La sala stampa vaticana ha reso noto che il Santo Padre, come atto conclusivo del Giubileo, domani pubblicherà una lettera apostolica intitolata “Misericordia et Misera”. Il documento, che sarà presentato da monsignor Rino Fisichella, presidente del Pontificio consiglio per la promozione della nuova evangelizzazione, prende spunto dal commento di Sant’Agostino sull’episodio evangelico dell’incontro tra Gesù e l’adultera. Infatti, l’illustre dottore della Chiesa, spiegando l’allontanamento di scribi e farisei dallo scenario della lapidazione, ha scritto: “Rimasero in due, la misera e la misericordia”. Anche l’Anno Santo del 2000 indetto da Karol Wojtyla era stato chiuso con una lettera apostolica dal tema “Novo millennio ineunte”. Il Giubileo della Misericordia, che ha visto la presenza contemporanea di due Papi e oltre venti milioni di pellegrini convenuti a Roma, passerà alla storia per le tante novità introdotte.

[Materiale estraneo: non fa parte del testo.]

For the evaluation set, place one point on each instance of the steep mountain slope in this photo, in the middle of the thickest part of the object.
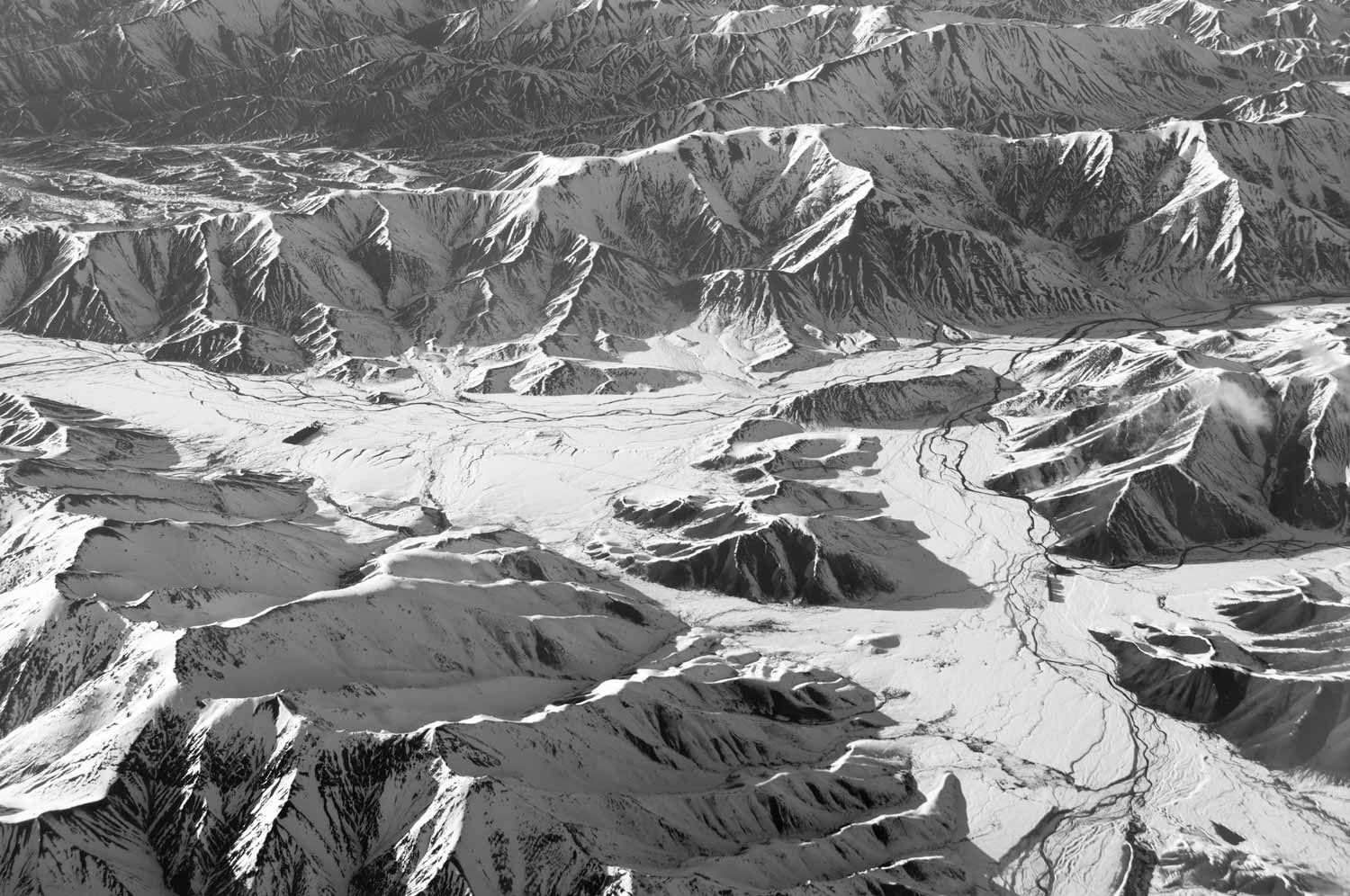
(801, 240)
(248, 691)
(1263, 664)
(686, 448)
(1136, 448)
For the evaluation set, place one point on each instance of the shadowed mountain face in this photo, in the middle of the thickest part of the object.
(656, 448)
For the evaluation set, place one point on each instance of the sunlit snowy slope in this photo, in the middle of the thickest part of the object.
(674, 448)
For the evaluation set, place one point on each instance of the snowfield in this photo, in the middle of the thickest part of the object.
(693, 448)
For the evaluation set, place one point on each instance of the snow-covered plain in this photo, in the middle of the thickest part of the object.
(674, 448)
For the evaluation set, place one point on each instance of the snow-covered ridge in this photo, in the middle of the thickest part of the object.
(219, 682)
(786, 239)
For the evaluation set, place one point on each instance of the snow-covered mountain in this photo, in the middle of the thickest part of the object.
(683, 448)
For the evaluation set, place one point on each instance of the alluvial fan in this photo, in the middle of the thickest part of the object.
(686, 448)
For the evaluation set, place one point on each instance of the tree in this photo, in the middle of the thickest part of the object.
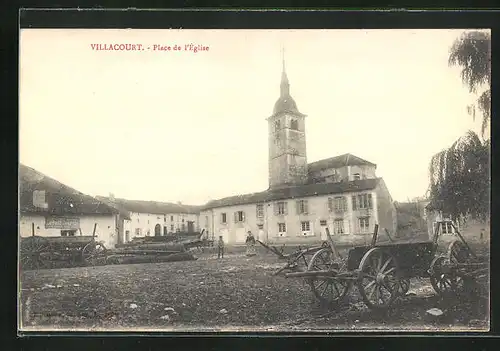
(460, 175)
(472, 52)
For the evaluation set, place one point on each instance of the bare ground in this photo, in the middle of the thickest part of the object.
(236, 293)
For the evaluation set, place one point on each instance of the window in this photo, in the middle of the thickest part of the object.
(68, 232)
(260, 210)
(280, 208)
(364, 224)
(338, 226)
(281, 229)
(446, 228)
(306, 226)
(337, 204)
(239, 216)
(362, 201)
(302, 207)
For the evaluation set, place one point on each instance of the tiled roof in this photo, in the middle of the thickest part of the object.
(337, 162)
(295, 192)
(153, 207)
(60, 199)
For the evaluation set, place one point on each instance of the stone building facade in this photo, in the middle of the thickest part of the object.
(341, 193)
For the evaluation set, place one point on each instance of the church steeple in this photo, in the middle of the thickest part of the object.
(285, 85)
(285, 102)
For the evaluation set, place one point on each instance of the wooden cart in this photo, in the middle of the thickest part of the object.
(382, 272)
(39, 252)
(297, 261)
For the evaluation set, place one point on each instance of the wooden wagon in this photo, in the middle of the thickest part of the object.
(382, 272)
(39, 252)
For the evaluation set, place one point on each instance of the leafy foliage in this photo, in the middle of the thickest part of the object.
(460, 179)
(472, 52)
(460, 175)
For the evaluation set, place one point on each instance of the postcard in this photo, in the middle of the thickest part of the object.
(183, 180)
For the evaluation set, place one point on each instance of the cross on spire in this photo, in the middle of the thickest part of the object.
(285, 86)
(283, 56)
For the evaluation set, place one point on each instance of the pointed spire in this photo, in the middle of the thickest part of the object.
(285, 85)
(283, 58)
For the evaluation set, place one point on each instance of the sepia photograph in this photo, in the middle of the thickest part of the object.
(181, 180)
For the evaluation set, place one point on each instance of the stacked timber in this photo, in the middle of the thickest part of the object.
(146, 251)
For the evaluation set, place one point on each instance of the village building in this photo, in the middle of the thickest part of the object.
(472, 230)
(341, 193)
(49, 208)
(148, 218)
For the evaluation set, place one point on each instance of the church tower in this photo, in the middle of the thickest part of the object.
(287, 140)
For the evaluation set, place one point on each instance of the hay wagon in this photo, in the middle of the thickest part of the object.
(39, 252)
(382, 271)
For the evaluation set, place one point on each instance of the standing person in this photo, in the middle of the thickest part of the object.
(220, 246)
(250, 244)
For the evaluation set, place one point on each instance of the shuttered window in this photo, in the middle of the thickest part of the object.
(302, 207)
(280, 208)
(239, 216)
(260, 210)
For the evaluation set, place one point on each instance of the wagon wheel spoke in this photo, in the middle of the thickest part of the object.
(386, 264)
(327, 290)
(32, 250)
(378, 284)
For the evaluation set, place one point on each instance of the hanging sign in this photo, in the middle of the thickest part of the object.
(39, 199)
(62, 222)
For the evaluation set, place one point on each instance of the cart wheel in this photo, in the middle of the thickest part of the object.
(327, 290)
(444, 281)
(93, 252)
(458, 253)
(403, 286)
(300, 263)
(34, 252)
(379, 281)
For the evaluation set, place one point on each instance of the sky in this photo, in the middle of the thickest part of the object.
(191, 127)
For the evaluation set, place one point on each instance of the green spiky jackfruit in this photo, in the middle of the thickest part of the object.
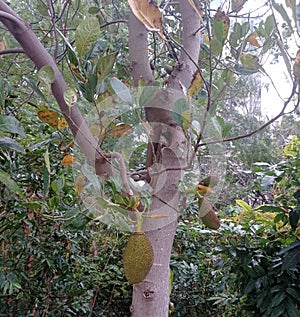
(138, 257)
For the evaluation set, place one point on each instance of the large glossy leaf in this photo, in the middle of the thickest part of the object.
(121, 90)
(11, 125)
(87, 33)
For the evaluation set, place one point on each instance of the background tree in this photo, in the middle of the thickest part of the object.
(204, 63)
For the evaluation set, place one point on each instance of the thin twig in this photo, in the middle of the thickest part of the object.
(246, 135)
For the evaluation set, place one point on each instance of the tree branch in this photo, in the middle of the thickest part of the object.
(184, 71)
(12, 51)
(138, 50)
(40, 57)
(262, 127)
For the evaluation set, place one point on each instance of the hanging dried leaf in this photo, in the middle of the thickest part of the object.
(105, 101)
(67, 160)
(70, 97)
(62, 123)
(49, 116)
(120, 129)
(198, 11)
(250, 61)
(79, 183)
(237, 5)
(196, 84)
(252, 39)
(203, 190)
(149, 14)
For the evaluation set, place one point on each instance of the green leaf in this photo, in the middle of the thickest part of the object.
(46, 74)
(11, 125)
(293, 293)
(216, 46)
(105, 65)
(9, 143)
(292, 311)
(90, 87)
(70, 96)
(35, 89)
(10, 183)
(283, 13)
(269, 25)
(2, 93)
(270, 208)
(294, 218)
(244, 205)
(87, 33)
(121, 90)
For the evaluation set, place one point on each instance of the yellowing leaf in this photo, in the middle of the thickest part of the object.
(148, 13)
(62, 123)
(120, 129)
(79, 183)
(49, 116)
(210, 181)
(156, 216)
(98, 131)
(105, 101)
(250, 61)
(252, 39)
(196, 84)
(203, 190)
(70, 97)
(67, 160)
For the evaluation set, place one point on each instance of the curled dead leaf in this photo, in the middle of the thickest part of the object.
(120, 129)
(67, 160)
(149, 14)
(49, 116)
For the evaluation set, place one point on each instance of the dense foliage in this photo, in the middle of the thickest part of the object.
(58, 259)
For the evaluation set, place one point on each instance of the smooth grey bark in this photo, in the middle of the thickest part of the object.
(165, 160)
(33, 48)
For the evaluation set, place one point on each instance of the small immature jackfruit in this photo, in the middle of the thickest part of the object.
(207, 214)
(138, 257)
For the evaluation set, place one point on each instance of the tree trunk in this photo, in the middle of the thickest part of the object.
(166, 159)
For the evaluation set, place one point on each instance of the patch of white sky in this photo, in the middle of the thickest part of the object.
(278, 87)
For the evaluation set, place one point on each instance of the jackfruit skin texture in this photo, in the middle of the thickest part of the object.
(138, 258)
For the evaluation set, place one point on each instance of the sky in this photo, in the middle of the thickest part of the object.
(271, 103)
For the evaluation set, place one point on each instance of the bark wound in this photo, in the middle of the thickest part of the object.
(148, 294)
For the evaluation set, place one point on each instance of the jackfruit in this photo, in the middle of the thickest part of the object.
(138, 257)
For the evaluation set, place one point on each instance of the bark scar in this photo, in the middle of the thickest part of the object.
(148, 294)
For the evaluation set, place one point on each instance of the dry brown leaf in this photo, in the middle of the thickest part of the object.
(149, 14)
(49, 116)
(62, 123)
(67, 160)
(196, 84)
(252, 39)
(79, 183)
(120, 129)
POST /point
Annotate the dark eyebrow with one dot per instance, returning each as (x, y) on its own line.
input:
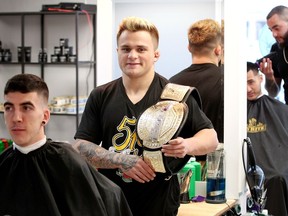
(22, 104)
(7, 104)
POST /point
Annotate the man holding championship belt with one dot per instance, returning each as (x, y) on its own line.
(138, 131)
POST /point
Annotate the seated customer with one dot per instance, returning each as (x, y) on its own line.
(43, 177)
(267, 127)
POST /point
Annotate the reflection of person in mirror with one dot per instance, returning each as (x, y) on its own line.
(277, 21)
(267, 128)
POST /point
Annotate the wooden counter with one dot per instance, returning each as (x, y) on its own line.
(205, 209)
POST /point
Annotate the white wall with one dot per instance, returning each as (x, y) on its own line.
(61, 80)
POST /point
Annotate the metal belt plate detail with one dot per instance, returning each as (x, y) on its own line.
(155, 158)
(159, 123)
(175, 92)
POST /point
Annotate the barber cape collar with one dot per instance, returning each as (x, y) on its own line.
(162, 122)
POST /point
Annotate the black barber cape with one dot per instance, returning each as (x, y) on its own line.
(55, 180)
(267, 128)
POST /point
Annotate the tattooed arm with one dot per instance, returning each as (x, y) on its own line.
(131, 165)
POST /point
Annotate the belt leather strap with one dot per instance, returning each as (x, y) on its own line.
(162, 122)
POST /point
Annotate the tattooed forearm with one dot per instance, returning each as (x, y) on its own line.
(102, 158)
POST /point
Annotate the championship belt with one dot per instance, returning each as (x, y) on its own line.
(162, 122)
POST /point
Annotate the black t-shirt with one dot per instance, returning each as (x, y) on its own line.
(280, 67)
(267, 127)
(208, 79)
(110, 119)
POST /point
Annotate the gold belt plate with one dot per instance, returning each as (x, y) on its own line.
(159, 123)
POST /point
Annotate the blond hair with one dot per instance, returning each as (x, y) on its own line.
(204, 36)
(134, 24)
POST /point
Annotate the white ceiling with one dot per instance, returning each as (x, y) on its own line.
(162, 1)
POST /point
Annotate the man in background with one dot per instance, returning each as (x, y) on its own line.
(205, 45)
(277, 21)
(43, 177)
(267, 127)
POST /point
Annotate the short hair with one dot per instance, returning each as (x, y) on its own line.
(252, 66)
(204, 35)
(281, 11)
(26, 83)
(134, 24)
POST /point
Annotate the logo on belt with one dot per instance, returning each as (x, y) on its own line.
(163, 121)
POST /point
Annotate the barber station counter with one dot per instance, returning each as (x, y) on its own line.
(205, 209)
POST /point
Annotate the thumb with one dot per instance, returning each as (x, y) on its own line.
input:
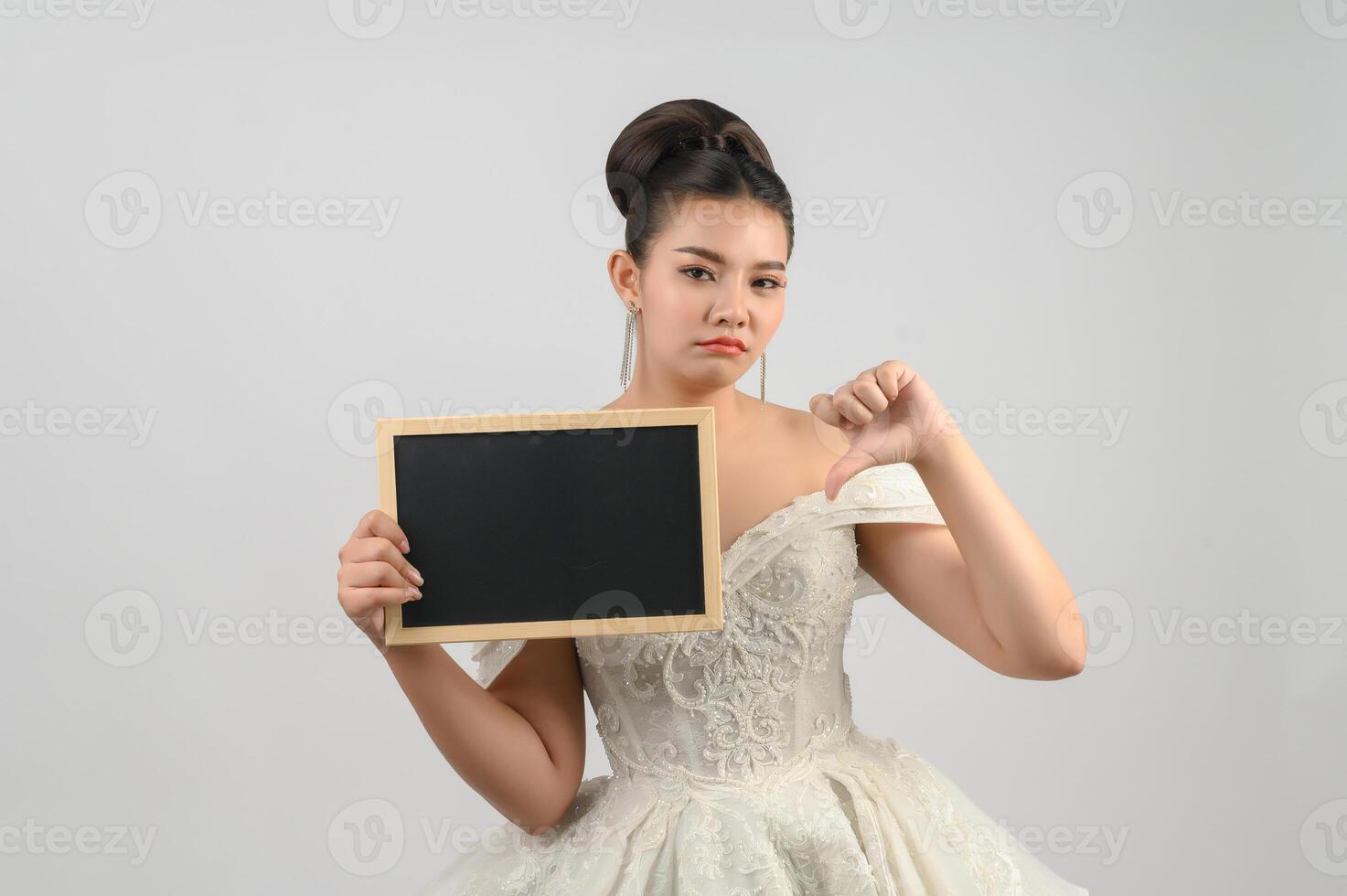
(846, 466)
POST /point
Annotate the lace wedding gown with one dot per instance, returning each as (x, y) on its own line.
(735, 767)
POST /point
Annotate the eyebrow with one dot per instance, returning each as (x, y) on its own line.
(711, 255)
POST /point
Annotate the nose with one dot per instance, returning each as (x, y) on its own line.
(731, 307)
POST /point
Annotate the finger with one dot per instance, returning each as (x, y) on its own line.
(360, 602)
(850, 406)
(892, 376)
(869, 394)
(367, 550)
(846, 466)
(376, 523)
(825, 410)
(372, 574)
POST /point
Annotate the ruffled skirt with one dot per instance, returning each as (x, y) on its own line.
(866, 816)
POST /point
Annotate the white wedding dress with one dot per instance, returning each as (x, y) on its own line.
(735, 767)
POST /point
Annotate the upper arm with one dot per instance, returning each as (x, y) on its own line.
(920, 565)
(543, 685)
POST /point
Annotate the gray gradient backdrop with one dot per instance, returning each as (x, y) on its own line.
(1111, 238)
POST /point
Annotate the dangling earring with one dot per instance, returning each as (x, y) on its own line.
(625, 376)
(763, 380)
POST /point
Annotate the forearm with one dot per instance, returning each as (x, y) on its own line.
(489, 744)
(1021, 594)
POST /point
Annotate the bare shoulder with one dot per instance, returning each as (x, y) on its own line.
(811, 445)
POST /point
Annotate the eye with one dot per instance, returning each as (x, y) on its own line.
(771, 283)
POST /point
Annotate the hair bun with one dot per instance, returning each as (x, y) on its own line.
(675, 128)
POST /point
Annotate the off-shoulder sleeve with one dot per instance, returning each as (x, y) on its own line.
(885, 494)
(893, 495)
(492, 656)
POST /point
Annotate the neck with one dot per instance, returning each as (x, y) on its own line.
(733, 409)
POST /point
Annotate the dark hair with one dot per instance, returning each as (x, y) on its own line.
(686, 148)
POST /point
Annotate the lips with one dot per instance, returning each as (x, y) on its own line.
(725, 344)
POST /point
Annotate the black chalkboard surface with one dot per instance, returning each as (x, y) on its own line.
(554, 525)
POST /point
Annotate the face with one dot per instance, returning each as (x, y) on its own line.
(718, 270)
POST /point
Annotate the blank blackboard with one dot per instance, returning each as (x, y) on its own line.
(554, 525)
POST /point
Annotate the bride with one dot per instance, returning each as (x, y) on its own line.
(735, 764)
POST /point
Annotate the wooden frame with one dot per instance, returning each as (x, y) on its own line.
(702, 418)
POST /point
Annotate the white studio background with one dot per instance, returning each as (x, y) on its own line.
(1110, 235)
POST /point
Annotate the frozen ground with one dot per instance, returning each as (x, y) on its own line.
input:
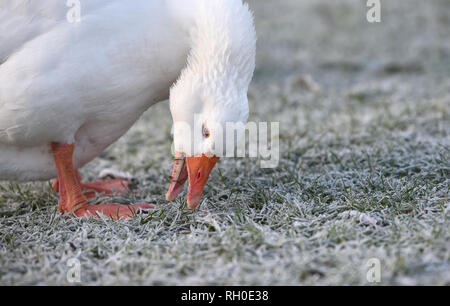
(364, 170)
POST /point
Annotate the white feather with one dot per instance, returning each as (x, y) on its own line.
(88, 82)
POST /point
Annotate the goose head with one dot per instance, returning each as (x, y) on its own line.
(210, 94)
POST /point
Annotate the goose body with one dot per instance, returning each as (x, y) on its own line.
(85, 82)
(70, 89)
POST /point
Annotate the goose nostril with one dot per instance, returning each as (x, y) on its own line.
(198, 176)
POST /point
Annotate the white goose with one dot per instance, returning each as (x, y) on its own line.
(69, 90)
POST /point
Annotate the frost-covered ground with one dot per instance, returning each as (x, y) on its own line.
(364, 170)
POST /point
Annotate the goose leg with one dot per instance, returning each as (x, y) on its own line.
(106, 187)
(72, 199)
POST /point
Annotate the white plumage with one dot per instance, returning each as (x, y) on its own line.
(88, 82)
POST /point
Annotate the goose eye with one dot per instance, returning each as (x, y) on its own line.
(206, 132)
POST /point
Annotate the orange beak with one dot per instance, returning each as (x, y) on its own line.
(179, 177)
(199, 169)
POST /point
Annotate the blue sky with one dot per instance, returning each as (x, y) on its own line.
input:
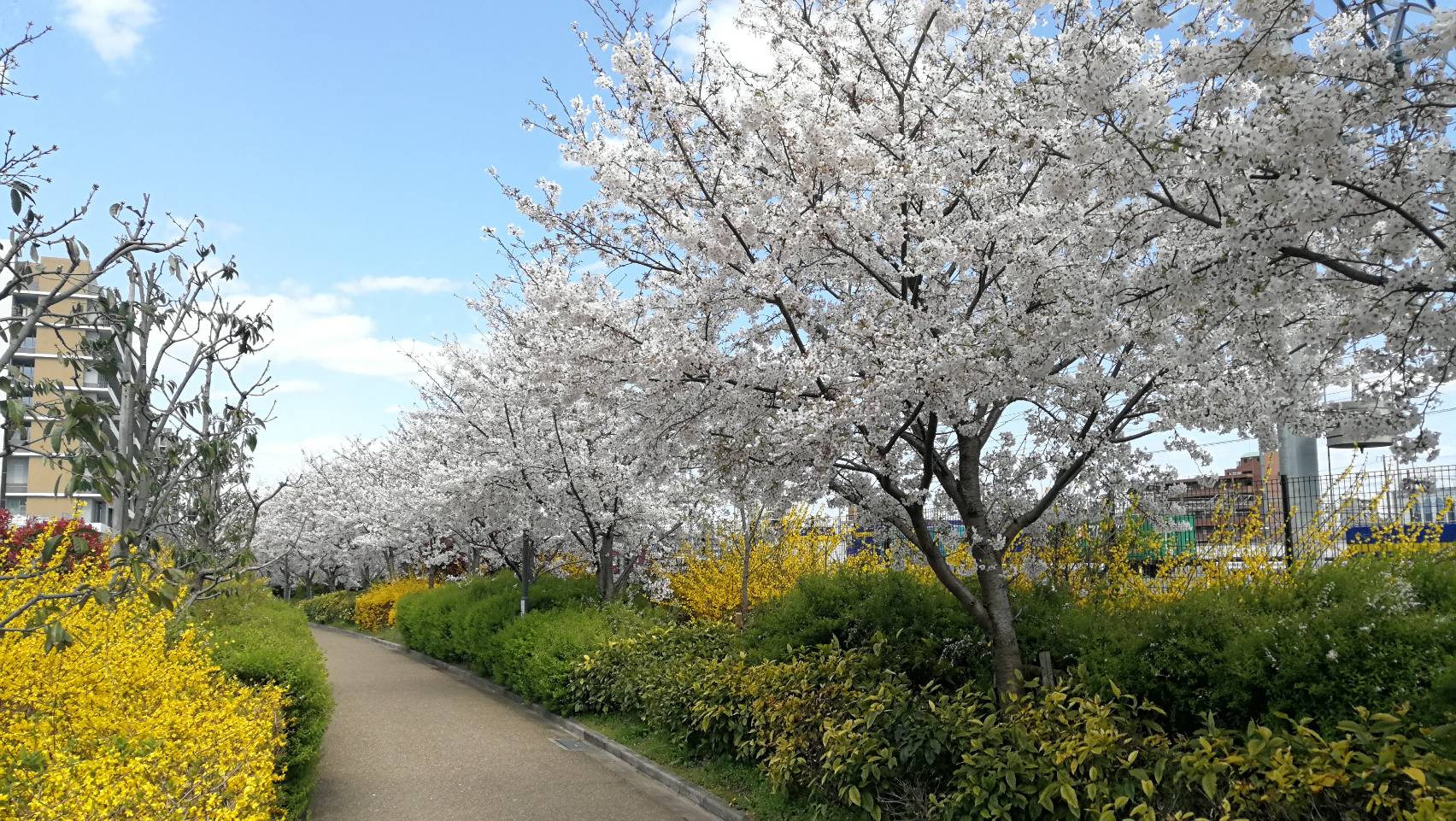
(338, 153)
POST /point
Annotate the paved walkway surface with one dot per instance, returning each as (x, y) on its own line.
(411, 742)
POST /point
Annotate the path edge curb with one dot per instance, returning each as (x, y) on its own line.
(643, 765)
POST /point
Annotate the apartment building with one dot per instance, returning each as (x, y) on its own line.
(34, 478)
(1249, 488)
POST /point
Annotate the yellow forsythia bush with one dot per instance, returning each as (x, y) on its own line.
(126, 724)
(374, 607)
(709, 581)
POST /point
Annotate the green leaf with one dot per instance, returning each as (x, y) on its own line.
(1071, 796)
(57, 638)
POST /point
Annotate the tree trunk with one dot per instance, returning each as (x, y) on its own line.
(996, 599)
(605, 575)
(527, 568)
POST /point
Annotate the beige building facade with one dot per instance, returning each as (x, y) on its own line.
(35, 478)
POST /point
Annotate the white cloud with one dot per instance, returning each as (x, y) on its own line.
(324, 331)
(417, 284)
(113, 26)
(725, 32)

“Non ho fatto un piano – ha ammesso candidamente il successore di Pietro –. Le cose sono venute. Semplicemente mi sono lasciato andare allo Spirito. La Chiesa è il Vangelo, non è un cammino di idee”. Tra le iniziative più rivoluzionarie le innumerevoli Porte Sante che si sono aperte ovunque, nelle singole diocesi, e anche in luoghi diversi dalle cattedrali. Come quelle situate in due strutture di accoglienza della capitale: l’Ostello don Luigi Di Liegro – nei pressi della stazione Termini – e la Mensa San Giovanni Paolo II in via Marsala. Altri elementi distintivi e caratterizzanti di questo Giubileo sono stati i gesti che Papa Francesco ha compiuto nei “venerdì della misericordia”: dall’incontro coi profughi nell’isola di Lesbo a quello coi neonati del Reparto di neonatologia; dai momenti vissuti con malati, disabili e anziani a quelli con le ragazze liberate dalla schiavitù della prostituzione che ho avuto la gioia di accompagnare; dalla visita ai giovani della comunità terapeutica all’abbraccio con i sacerdoti che hanno lasciato il ministero.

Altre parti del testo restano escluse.